Speaking of Landscape, stories from the collection are out recently in The Literary Review, an international journal of contemporary writing, and in the new issue of Two Lines, Wherever I Lie Is Your Bed, from the Center for the Art of Translation, both of which are making for great bedtime reading in our house. (By which I mean nothing other than reading. Ah, to be a student, or a ten-year-old, and read all day long.)

—Pam

“The Pinball King” at the Brooklyn Rail

Thursday, September 17th, 2009

In other news from Brooklyn: Ersi Sotiropoulos’s short story “The Pinball King,” translated by Karen Emmerich, is up at the always fantastic Brooklyn Rail this month. Have a look—

Ersi Sotiropoulos at CAT, part II

Wednesday, September 2nd, 2009

As a follow-up to my earlier post, the Center for the Art of Translation’s interview with Karen Emmerich about translating Landscape with Dog and Other Stories is now up, check it (and the great blog) out. A favorite passage:

[Karen Emmerich:] … In these stories specifically, plot often seems incidental, secondary to language and to image. It isn’t poetic language, in the usual understanding of that phrase. It’s often very flat, very bare-bones.

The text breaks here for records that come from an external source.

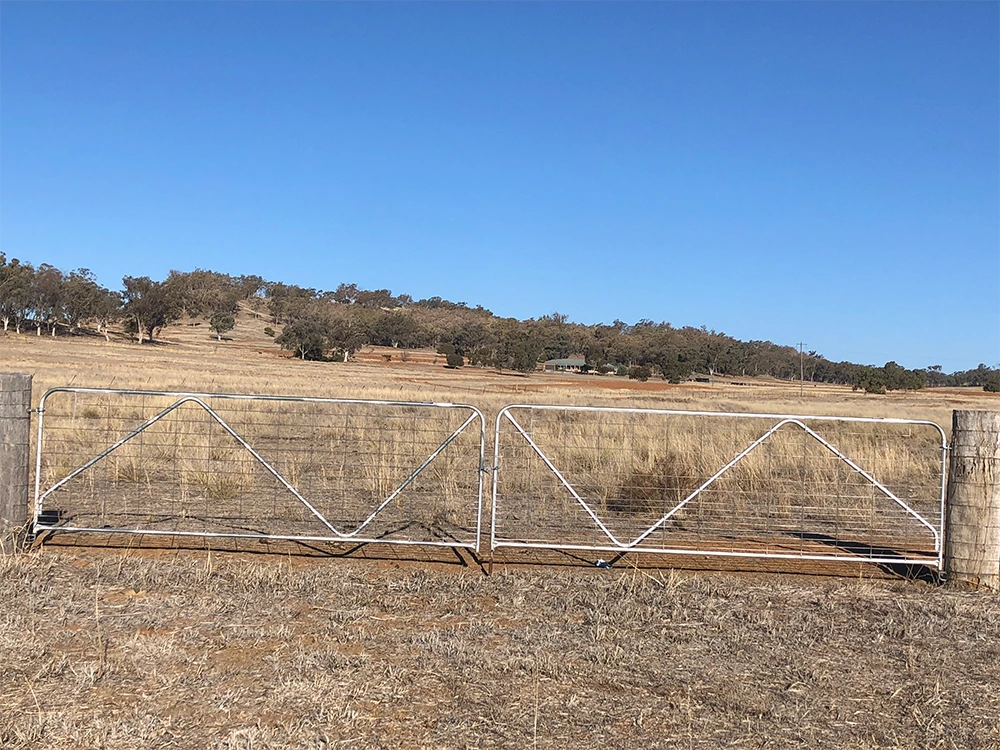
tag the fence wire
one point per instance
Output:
(255, 466)
(781, 486)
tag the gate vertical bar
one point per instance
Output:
(15, 448)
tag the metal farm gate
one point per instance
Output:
(212, 465)
(564, 477)
(706, 483)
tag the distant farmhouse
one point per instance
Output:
(565, 365)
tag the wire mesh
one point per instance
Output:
(720, 484)
(272, 467)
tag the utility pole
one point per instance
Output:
(802, 371)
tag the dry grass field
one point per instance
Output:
(125, 647)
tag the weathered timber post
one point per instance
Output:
(972, 530)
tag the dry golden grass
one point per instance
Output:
(190, 359)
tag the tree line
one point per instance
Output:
(316, 324)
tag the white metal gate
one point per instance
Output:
(271, 467)
(709, 483)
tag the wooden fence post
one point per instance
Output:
(972, 529)
(15, 450)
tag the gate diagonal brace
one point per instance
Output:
(739, 457)
(274, 472)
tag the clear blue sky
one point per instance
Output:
(793, 171)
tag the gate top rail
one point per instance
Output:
(722, 414)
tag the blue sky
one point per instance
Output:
(792, 171)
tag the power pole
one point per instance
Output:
(802, 371)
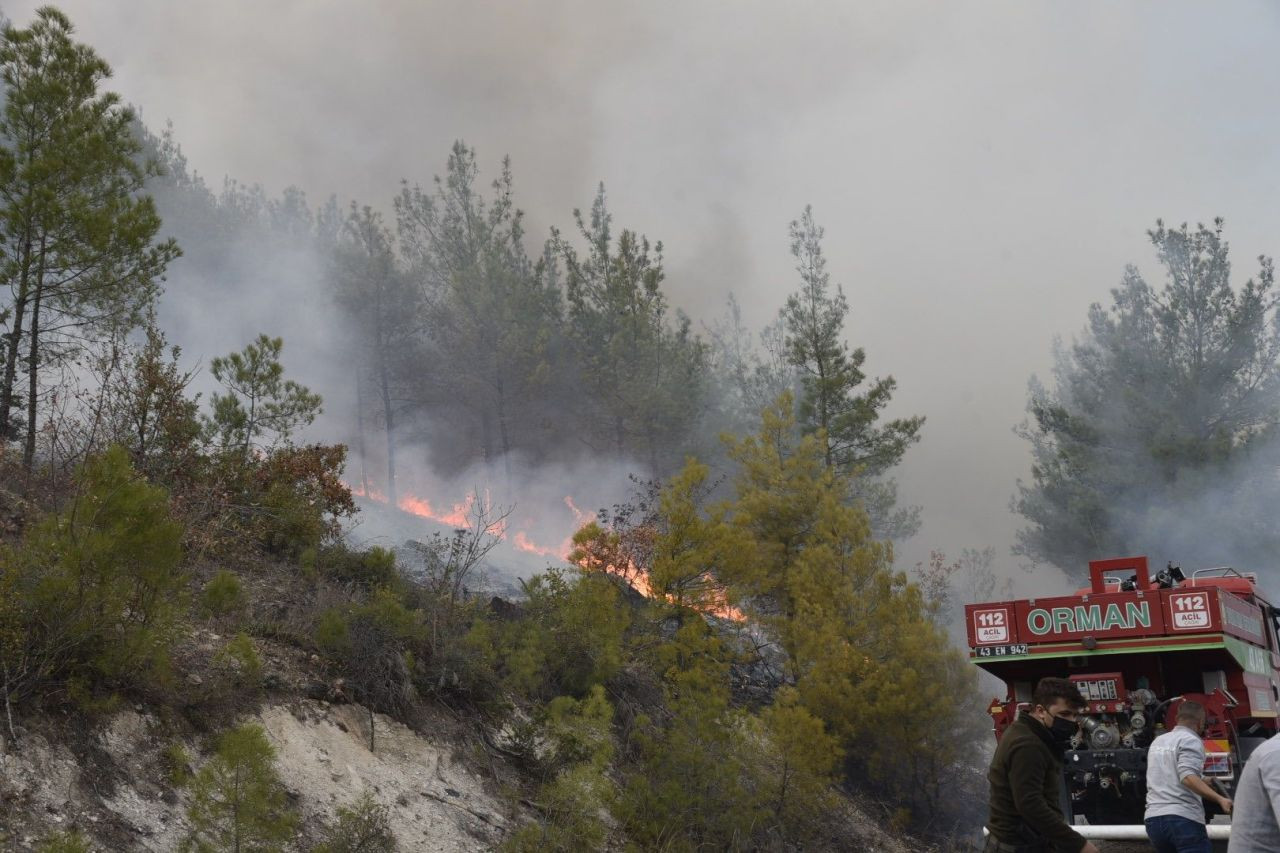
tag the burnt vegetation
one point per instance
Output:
(727, 661)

And the stories sometimes seem like a series of still-lives, freeze frames that show a life or a relationship—from the most involved to the most tenuous—captured at a particular moment, in a particular (sometimes disturbing or estranging, but often tender and fragile) configuration.

SE: … What kind of challenges does this pose to you as the translator? In prose that has been this carefully worked, do you feel like you can adequately bring across things like rhythm and sound?

KE: It’s enormously challenging as a translator—you don’t feel the kind of freedom you sometimes do, with fiction writers for whom plot drives a piece. You have an added sense of responsibility. Not necessarily to rhythm and sound, in this case, but to phrasing. If every word belongs where it is, what do you do when all the words go away and you have to find new ones to take their place?